What you have to remember is that the code you write is never seen by the computer. It's compiled. That compiled machine code is what tell the computer to do something.
When you pull out a huge function like sprintf, you're going to get SLOW performance. Even though it LOOKS like it's a one-line instruction, you're looking at hundreds of lines of code once the compiler's done with it. This is true with ANY string manipulation. Leave it the hell alone if you want speed. Debugging statements can be the worst thing you can do - the slow-down resulting from the printing can change how the code interacts, and often these "load-bearing prints" are left in, because the developer doesn't know how to fix the race condition.
Remember that one line in your code isn't one instruction, and the more you pile on, the more likely it is that your code will be interrupted and write random values to random places. I've had huge bugs caused by a macro that took up a total of three lines.
It was to fix a problem with analog ports on a PIC16F88. Any write would turn all the pins off, so it was fixed with a shadow register. To set a pin, it would read the existing PORT A, then set the pin, then write the shadow register to the physical port.
Occasionally, an interrupt would be triggered between the read and write instructions, putting random data on the port, causing the system to fail.
Admin
I only see one problem with that codem the commonly forgotten MINT_MIN. You should either treat it separtly or not negate the input, the former probably being the better idea.

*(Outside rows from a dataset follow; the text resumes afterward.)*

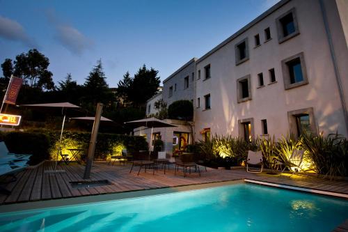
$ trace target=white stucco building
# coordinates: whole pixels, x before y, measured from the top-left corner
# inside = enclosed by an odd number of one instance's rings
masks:
[[[283,0],[166,79],[162,98],[193,100],[195,140],[348,137],[347,45],[348,1]]]

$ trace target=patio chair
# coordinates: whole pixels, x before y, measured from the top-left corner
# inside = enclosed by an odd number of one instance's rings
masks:
[[[260,165],[261,168],[260,169],[251,169],[249,167],[249,164],[251,165]],[[262,152],[259,151],[248,151],[248,158],[246,160],[246,171],[251,173],[261,173],[263,169],[263,162],[262,162]]]
[[[155,162],[151,160],[149,153],[147,151],[133,153],[133,161],[132,162],[129,173],[132,173],[132,170],[133,170],[134,166],[139,166],[138,176],[139,176],[142,167],[145,167],[145,172],[146,172],[147,169],[152,168],[152,174],[155,175]]]
[[[8,164],[10,162],[28,162],[31,155],[15,154],[8,150],[4,141],[0,142],[0,164]]]
[[[7,184],[11,182],[17,180],[17,177],[15,176],[15,173],[23,171],[28,165],[25,162],[10,162],[8,164],[0,164],[0,176],[3,177],[5,176],[11,176],[11,179],[6,182],[2,182],[1,184]],[[11,192],[6,190],[6,188],[0,186],[0,193],[9,195]]]
[[[284,166],[281,173],[283,173],[286,168],[288,168],[289,170],[292,171],[292,175],[294,174],[295,172],[299,171],[299,170],[301,169],[301,164],[303,160],[303,155],[304,150],[294,149],[289,160],[285,162],[278,162],[279,164]]]
[[[199,165],[193,162],[193,157],[192,154],[183,154],[181,155],[175,156],[175,171],[179,171],[179,167],[182,167],[182,171],[184,171],[184,177],[186,177],[186,173],[187,173],[187,168],[189,168],[189,173],[191,174],[191,168],[194,168],[195,171],[198,171],[199,176],[200,176],[200,170],[199,169]]]

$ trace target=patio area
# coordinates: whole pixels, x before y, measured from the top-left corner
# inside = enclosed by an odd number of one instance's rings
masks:
[[[186,178],[181,170],[174,173],[174,168],[159,169],[152,175],[152,170],[146,173],[142,169],[137,176],[139,167],[129,173],[130,166],[108,165],[105,162],[95,162],[90,176],[91,180],[108,180],[111,184],[90,187],[72,187],[70,182],[84,180],[84,167],[77,163],[61,164],[59,169],[65,171],[56,173],[45,173],[53,170],[54,162],[45,162],[35,169],[28,169],[17,174],[17,180],[1,185],[12,191],[10,195],[0,194],[0,205],[20,202],[99,195],[110,193],[173,187],[222,181],[249,179],[299,187],[328,191],[348,196],[348,181],[329,180],[316,177],[294,175],[273,176],[262,173],[250,173],[243,169],[218,170],[201,169],[201,176],[193,172]],[[202,170],[203,169],[203,170]]]

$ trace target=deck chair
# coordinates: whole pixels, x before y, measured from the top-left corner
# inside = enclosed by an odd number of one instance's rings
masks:
[[[299,171],[299,170],[301,169],[301,164],[303,160],[303,154],[304,150],[294,149],[289,160],[285,162],[279,162],[280,164],[284,166],[281,173],[283,173],[286,168],[289,168],[289,169],[292,171],[292,175]]]
[[[20,166],[20,164],[22,164],[22,166]],[[1,184],[7,184],[16,181],[17,178],[15,174],[23,171],[27,166],[28,165],[26,164],[24,164],[23,162],[11,162],[8,164],[0,164],[0,176],[3,177],[4,176],[9,176],[12,177],[9,181],[3,182]],[[11,194],[11,192],[0,186],[0,194],[9,195]]]
[[[15,154],[8,150],[4,141],[0,142],[0,164],[6,164],[10,162],[28,162],[31,155]]]
[[[261,168],[259,170],[251,169],[249,168],[249,164],[251,165],[260,165]],[[259,151],[248,151],[248,158],[246,160],[246,171],[251,173],[261,173],[263,169],[263,162],[262,162],[262,152]]]

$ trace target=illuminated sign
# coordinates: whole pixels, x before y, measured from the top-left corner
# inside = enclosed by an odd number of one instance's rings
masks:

The code could use some cleaning up and a short comment and fixing of this but but there is nothing that makes this a WTF.
And single letter variables are not bad in any way as long as they are few and their scope is short. I have never understod this fobia. Just because something can be abused doesn't mean it is bad. These days there is actually more abuse of long variable names than there is of short. I have seen programs rendered unreadbale from both too much logn variable names and too many one letter variables. Everything has to be used with common sense and in moderation.
Admin
MINT_MIN, mmmmmmm
Obviosuly I meant MIN_LONG.
Admin
Yes, there's printf, which does (for 10+ years now, anyway) support adding a locale-dependent thousands-grouping character. But that's a pain to deal with when you don't want to be locale-dependent.
Admin
Why would you be going through a million lines of code bottom up? You'll just confuse yourself and blow a gasket.
Structured code makes much more sense from the top down, seeing a high level function and then figuring out what each part does if needed. That way you have a context and know what sort of problem the previous programmer was trying to solve.
How hard is this to figure out?
You don't need a comment more code to know what is going on. Not unless there is a problem with how some numbers are printing -- which doesn't look, from the function posted, likely.
Admin
Agree'd. Not an enterprisey solution.
Admin
This code is just fine: static char *nice_num(long n) ...
This code would be a WTF: // String formatting library for use with all threading // configurations, countries, and future number sizes.
static char *nice_num(long n) ...
If you're writing a general purpose library to be used for years to come, then you should make sure your code handles all possible cases. If you're writing a function for use in a single program with defined parameters, then doing so would be a waste of time, space, and quite possibly obfuscate the code unnecessarily.